Weiters ist zu ermitteln und sind Feststellungen darüber zu treffen, ob die Zusteller bei der Ausführung ihrer Arbeit wesentlichen Gestaltungsspielraum – etwa hinsichtlich Zeit und örtlicher Abfolge – hatten oder ob sie strikt den Anweisungen und Vorgaben der Revisionswerberin folgen mussten. Die persönliche Gestaltungsfreiheit wird nicht dadurch eingeschränkt, dass die Zusteller an einer bestimmten Abgabestelle die für sie bestimmten Zustellpakete entgegennehmen und die Zustellung innerhalb einer vorgegebenen Zeitspanne bewirken müssen: Dabei handelt es sich um sachliche, in der Natur der durchzuführenden Zustellungen liegende Vorgaben, womit im Ergebnis kein entscheidendes Argument für einen Dienstvertrag vorliegt.

Der VwGH hob die Entscheidung des LVwG wegen unzureichender Begründung auf und forderte weitere Ermittlungen zur genauen Art der Verträge und der Abhängigkeit der Beschäftigten. Das LVwG hatte „nur einzelne Aspekte zur persönlichen und wirtschaftlichen Abhängigkeit“ festgestellt. Es sind insbesondere weitere Ermittlungen und Feststellungen erforderlich hinsichtlich des generellen Vertretungsrechts, des Gestaltungsspielraums, der Integration in den Betrieb sowie der Kontroll- und Organisationsstruktur durch die Revisionswerberin.

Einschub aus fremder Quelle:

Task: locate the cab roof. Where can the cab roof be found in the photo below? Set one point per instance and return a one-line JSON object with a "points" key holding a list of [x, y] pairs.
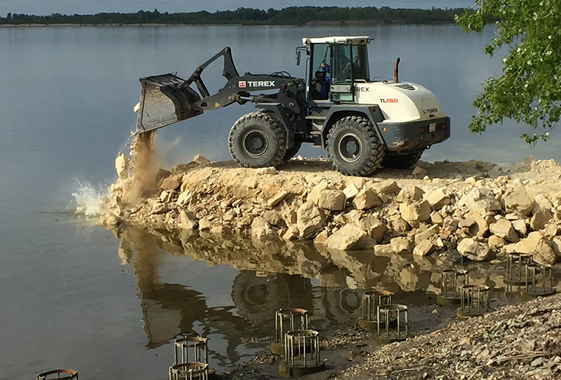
{"points": [[355, 40]]}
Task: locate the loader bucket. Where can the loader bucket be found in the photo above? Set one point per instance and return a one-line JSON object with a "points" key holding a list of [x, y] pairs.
{"points": [[165, 100]]}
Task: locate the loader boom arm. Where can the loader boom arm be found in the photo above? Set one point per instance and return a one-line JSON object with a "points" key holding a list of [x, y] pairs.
{"points": [[167, 99]]}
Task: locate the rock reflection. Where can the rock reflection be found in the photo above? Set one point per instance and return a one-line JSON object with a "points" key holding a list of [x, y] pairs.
{"points": [[279, 275]]}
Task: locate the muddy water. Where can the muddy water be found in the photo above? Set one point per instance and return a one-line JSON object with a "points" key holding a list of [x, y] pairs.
{"points": [[329, 284]]}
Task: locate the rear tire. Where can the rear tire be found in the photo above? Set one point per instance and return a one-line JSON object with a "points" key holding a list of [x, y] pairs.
{"points": [[404, 161], [257, 140], [354, 147]]}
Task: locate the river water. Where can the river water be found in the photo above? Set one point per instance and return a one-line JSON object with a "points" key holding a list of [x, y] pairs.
{"points": [[74, 295]]}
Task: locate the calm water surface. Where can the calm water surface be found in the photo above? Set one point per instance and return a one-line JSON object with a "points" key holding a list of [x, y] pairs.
{"points": [[74, 295]]}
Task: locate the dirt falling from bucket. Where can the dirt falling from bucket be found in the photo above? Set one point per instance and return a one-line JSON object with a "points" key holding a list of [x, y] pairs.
{"points": [[144, 166]]}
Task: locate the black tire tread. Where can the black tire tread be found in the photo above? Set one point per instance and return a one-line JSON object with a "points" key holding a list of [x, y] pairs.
{"points": [[376, 154], [276, 127]]}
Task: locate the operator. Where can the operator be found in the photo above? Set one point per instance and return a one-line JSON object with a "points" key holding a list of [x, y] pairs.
{"points": [[326, 83]]}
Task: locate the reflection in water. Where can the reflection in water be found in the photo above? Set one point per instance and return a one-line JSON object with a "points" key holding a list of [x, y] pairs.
{"points": [[273, 277]]}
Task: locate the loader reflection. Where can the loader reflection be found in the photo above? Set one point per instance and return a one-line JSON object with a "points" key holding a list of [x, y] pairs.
{"points": [[269, 278]]}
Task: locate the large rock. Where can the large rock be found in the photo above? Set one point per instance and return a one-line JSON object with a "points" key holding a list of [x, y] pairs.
{"points": [[366, 199], [413, 213], [439, 198], [540, 219], [541, 203], [374, 227], [410, 194], [520, 227], [424, 248], [504, 229], [480, 227], [351, 191], [402, 245], [535, 244], [518, 201], [316, 191], [480, 199], [399, 224], [188, 220], [262, 231], [310, 220], [348, 238], [334, 200], [387, 187], [172, 182], [473, 250]]}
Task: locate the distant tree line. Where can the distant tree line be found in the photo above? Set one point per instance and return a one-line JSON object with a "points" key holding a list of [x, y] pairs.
{"points": [[249, 16]]}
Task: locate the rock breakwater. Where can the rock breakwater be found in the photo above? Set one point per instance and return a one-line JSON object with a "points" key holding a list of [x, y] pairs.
{"points": [[480, 209]]}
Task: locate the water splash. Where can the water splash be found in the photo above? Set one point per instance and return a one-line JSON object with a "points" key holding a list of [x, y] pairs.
{"points": [[88, 197]]}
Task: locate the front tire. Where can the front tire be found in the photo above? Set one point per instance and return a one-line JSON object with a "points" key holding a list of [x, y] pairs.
{"points": [[257, 140], [353, 146], [403, 161]]}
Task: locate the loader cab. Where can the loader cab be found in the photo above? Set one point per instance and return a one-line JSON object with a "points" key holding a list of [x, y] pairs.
{"points": [[336, 63]]}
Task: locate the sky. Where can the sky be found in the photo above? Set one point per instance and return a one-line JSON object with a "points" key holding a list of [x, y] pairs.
{"points": [[46, 7]]}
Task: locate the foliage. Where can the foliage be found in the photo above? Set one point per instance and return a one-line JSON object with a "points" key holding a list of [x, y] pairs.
{"points": [[529, 90], [249, 16]]}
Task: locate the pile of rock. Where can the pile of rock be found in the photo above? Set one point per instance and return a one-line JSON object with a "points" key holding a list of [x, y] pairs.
{"points": [[479, 216]]}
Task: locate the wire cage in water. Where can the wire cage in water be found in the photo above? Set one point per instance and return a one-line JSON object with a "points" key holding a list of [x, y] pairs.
{"points": [[58, 374], [287, 319]]}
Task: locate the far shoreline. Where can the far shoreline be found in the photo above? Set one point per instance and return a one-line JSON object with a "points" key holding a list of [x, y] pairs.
{"points": [[308, 24]]}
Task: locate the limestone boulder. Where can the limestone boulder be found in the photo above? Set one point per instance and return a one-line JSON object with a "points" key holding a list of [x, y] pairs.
{"points": [[410, 194], [374, 227], [419, 172], [518, 201], [272, 217], [334, 200], [366, 199], [202, 161], [424, 248], [535, 244], [316, 191], [541, 203], [473, 250], [480, 228], [261, 231], [172, 182], [310, 220], [496, 242], [275, 200], [188, 220], [414, 213], [439, 198], [520, 227], [387, 187], [540, 219], [504, 229], [351, 191], [481, 200], [402, 245], [205, 224], [399, 224], [349, 238], [436, 218], [322, 238]]}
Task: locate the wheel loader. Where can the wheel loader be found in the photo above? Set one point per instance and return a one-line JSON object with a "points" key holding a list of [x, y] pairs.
{"points": [[363, 124]]}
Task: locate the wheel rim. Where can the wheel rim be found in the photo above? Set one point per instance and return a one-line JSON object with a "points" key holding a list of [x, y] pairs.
{"points": [[255, 143], [350, 147]]}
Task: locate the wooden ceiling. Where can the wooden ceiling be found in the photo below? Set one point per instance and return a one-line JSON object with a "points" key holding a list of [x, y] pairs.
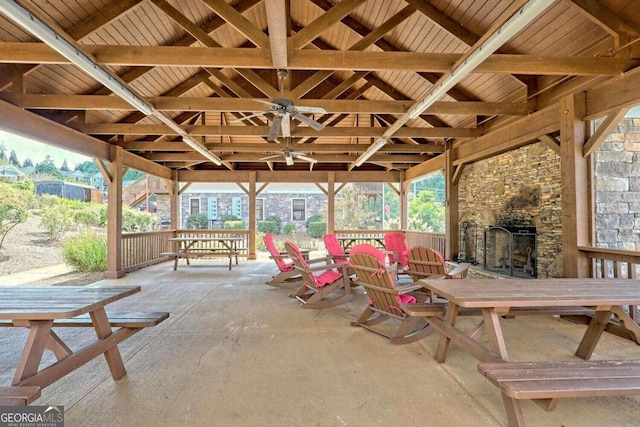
{"points": [[206, 63]]}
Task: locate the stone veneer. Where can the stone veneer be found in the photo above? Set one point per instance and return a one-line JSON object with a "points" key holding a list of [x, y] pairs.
{"points": [[617, 182], [518, 188]]}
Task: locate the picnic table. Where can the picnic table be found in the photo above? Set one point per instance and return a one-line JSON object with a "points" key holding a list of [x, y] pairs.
{"points": [[496, 298], [40, 308], [348, 242], [188, 246]]}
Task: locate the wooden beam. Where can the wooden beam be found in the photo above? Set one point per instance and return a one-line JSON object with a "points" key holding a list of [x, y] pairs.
{"points": [[620, 92], [324, 21], [286, 176], [307, 59], [603, 131], [297, 132], [278, 23], [239, 22], [575, 176], [550, 142], [178, 103]]}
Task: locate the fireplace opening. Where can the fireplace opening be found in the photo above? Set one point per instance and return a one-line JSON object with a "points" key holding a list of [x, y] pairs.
{"points": [[510, 250]]}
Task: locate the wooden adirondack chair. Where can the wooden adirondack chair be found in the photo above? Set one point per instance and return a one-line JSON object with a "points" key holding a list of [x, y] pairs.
{"points": [[288, 275], [385, 298], [321, 281], [426, 262]]}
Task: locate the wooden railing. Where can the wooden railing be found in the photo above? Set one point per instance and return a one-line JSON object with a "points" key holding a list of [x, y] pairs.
{"points": [[610, 263], [430, 240], [242, 246], [614, 263], [143, 249]]}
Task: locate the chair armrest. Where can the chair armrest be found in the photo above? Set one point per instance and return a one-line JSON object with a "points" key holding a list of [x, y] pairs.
{"points": [[461, 269], [410, 287]]}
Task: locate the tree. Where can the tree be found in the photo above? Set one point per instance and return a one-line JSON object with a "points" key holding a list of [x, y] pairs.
{"points": [[13, 158], [48, 167], [87, 167], [425, 214]]}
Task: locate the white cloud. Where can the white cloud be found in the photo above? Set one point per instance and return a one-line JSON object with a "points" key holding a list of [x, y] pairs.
{"points": [[37, 152]]}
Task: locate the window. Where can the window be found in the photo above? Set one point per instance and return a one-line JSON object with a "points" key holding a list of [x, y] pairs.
{"points": [[299, 209], [259, 209], [194, 206]]}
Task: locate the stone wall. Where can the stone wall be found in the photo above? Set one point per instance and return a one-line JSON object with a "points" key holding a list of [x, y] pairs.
{"points": [[518, 188], [617, 184]]}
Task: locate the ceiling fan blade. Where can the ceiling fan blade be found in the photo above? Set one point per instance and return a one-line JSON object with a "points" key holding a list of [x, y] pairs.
{"points": [[309, 122], [286, 125], [311, 110], [275, 128], [239, 119], [305, 158]]}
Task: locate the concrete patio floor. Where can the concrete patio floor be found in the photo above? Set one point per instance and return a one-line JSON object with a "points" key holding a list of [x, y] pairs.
{"points": [[236, 352]]}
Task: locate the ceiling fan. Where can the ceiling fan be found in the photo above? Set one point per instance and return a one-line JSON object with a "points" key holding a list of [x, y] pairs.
{"points": [[284, 110], [289, 155]]}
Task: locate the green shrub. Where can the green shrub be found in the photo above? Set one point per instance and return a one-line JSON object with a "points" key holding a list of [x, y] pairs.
{"points": [[86, 251], [197, 222], [277, 220], [317, 229], [267, 227], [289, 228], [57, 220], [233, 225], [13, 209]]}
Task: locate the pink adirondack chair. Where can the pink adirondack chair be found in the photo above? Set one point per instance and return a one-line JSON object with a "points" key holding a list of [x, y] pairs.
{"points": [[320, 281], [288, 276], [386, 298], [334, 249]]}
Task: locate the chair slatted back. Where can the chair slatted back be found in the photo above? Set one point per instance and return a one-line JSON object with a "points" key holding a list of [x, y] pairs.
{"points": [[271, 247], [425, 262], [374, 276], [333, 248]]}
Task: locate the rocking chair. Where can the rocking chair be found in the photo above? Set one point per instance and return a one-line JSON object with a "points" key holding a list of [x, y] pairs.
{"points": [[385, 298], [287, 275], [426, 262], [316, 288]]}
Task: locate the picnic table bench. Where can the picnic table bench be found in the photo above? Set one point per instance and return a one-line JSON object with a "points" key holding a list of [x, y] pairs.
{"points": [[41, 309], [188, 247], [18, 395], [546, 382]]}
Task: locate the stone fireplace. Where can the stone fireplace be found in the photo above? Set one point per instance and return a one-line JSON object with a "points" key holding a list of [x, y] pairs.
{"points": [[519, 189], [510, 250]]}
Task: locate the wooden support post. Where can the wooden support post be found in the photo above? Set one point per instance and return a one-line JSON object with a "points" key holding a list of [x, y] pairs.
{"points": [[331, 203], [114, 214], [451, 206], [405, 186], [252, 215], [575, 176]]}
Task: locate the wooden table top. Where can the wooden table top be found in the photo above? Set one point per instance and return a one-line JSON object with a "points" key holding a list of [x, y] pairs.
{"points": [[57, 302], [205, 239], [536, 292]]}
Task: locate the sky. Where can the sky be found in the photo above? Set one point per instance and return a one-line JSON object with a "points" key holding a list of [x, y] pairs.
{"points": [[37, 152]]}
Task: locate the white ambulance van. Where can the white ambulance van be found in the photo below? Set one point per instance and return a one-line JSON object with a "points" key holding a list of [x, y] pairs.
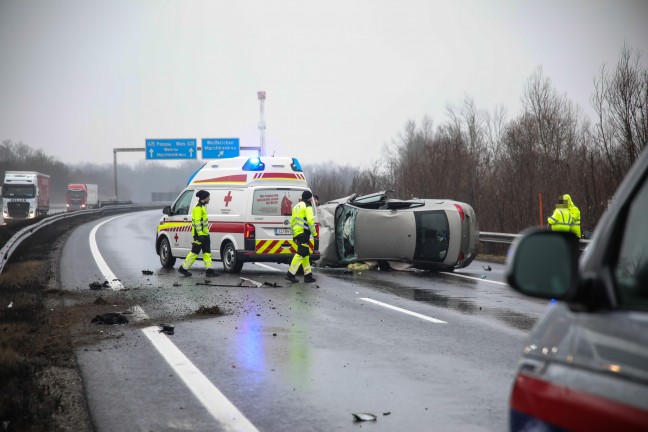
{"points": [[249, 212]]}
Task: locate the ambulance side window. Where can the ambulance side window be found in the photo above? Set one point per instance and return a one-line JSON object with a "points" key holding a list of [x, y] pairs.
{"points": [[183, 204]]}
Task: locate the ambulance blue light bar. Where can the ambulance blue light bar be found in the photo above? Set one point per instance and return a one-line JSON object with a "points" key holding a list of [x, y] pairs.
{"points": [[254, 164], [296, 166]]}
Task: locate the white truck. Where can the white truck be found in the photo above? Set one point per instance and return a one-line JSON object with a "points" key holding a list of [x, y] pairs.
{"points": [[82, 196], [25, 195]]}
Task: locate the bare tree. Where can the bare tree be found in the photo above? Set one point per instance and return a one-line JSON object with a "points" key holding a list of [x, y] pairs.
{"points": [[620, 100]]}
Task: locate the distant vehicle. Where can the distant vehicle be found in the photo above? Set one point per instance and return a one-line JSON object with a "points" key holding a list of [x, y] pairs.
{"points": [[249, 212], [437, 234], [25, 195], [585, 365], [82, 196]]}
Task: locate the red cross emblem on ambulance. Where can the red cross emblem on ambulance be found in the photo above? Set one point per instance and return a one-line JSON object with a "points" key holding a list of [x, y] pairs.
{"points": [[228, 198]]}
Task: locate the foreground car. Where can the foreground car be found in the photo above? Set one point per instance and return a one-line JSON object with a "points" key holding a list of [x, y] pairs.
{"points": [[585, 366], [427, 233]]}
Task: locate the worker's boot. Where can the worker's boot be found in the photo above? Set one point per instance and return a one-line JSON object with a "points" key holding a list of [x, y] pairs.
{"points": [[291, 277]]}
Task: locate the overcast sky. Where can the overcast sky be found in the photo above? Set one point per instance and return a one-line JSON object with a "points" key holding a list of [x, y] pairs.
{"points": [[81, 77]]}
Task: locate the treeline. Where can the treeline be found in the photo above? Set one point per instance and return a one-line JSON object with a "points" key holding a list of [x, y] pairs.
{"points": [[136, 183], [502, 166]]}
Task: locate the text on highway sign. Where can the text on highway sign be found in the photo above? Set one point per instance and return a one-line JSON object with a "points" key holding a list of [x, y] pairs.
{"points": [[171, 148]]}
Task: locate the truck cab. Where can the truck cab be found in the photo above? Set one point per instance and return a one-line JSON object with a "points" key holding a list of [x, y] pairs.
{"points": [[25, 195]]}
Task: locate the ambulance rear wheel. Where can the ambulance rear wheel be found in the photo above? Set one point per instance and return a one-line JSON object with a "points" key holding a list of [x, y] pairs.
{"points": [[231, 264], [164, 250]]}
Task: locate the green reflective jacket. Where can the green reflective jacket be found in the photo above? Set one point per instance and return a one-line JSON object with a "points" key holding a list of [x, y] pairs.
{"points": [[199, 220], [303, 220]]}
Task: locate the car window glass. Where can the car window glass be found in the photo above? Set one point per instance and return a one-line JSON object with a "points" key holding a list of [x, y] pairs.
{"points": [[345, 217], [631, 270], [431, 236], [182, 205]]}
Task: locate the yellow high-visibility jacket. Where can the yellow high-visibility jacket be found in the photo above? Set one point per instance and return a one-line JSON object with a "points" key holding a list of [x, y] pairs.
{"points": [[199, 220], [560, 220], [302, 220], [574, 213]]}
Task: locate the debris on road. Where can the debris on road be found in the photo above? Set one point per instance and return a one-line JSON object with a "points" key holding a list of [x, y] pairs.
{"points": [[253, 282], [110, 319], [98, 285], [168, 329], [212, 310], [363, 417], [101, 301], [359, 266]]}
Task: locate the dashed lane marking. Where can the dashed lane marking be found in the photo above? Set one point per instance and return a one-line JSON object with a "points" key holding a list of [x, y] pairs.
{"points": [[405, 311], [267, 266], [474, 278], [220, 408], [212, 399]]}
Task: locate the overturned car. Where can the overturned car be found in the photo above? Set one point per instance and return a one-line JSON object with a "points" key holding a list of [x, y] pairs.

3. Ergebnis und Praxishinweis

Gegenstand der Entscheidung war zwar Lohn- und Sozialdumping; dennoch prüfte der VwGH die Abgrenzung zwischen Werkvertrag und Dienstvertrag anhand § 4 Abs. 2 ASVG. Der vom VwGH geprüfte Kriterienkatalog ist daher auch für das Beitragsrecht aufschlussreich. Die Unterscheidung zwischen Dienst- und Werkverträgen hängt maßgeblich von der persönlichen und wirtschaftlichen Abhängigkeit der Beschäftigten ab. Kriterien wie Weisungsgebundenheit, persönliche Arbeitspflicht, Fremdbestimmtheit der Arbeit und funktionelle Einbindung in ein betriebliches Weisungsgefüge sind entscheidend. Dies ist immer eine Einzelfallentscheidung. Dabei ist laut VwGH ausschlaggebend, ob bei einer Gesamtbetrachtung nach der Methodik des beweglichen Systems die Merkmale der persönlichen Abhängigkeit ihrem Gewicht und ihrer Bedeutung nach überwiegen.

Bei der Beurteilung der Frage, ob die Kriterien der persönlichen und wirtschaftlichen Abhängigkeit überwiegen, sind die wahren Verhältnisse maßgeblich. Es ist dementsprechend auf die tatsächlichen Gegebenheiten eines Beschäftigungsverhältnisses und nicht bloß auf die vertragliche Gestaltung abzustellen. Vorsicht geboten ist also bei gelebter Praxis, die vom vereinbarten Vertragsinhalt abweicht. Erfahrungsgemäß sind prüfende Behörden hier besonders kritisch. Weichen nämlich die tatsächlichen Verhältnisse von den vertraglichen ab, kann dies ein Indiz für einen Scheinvertrag sein.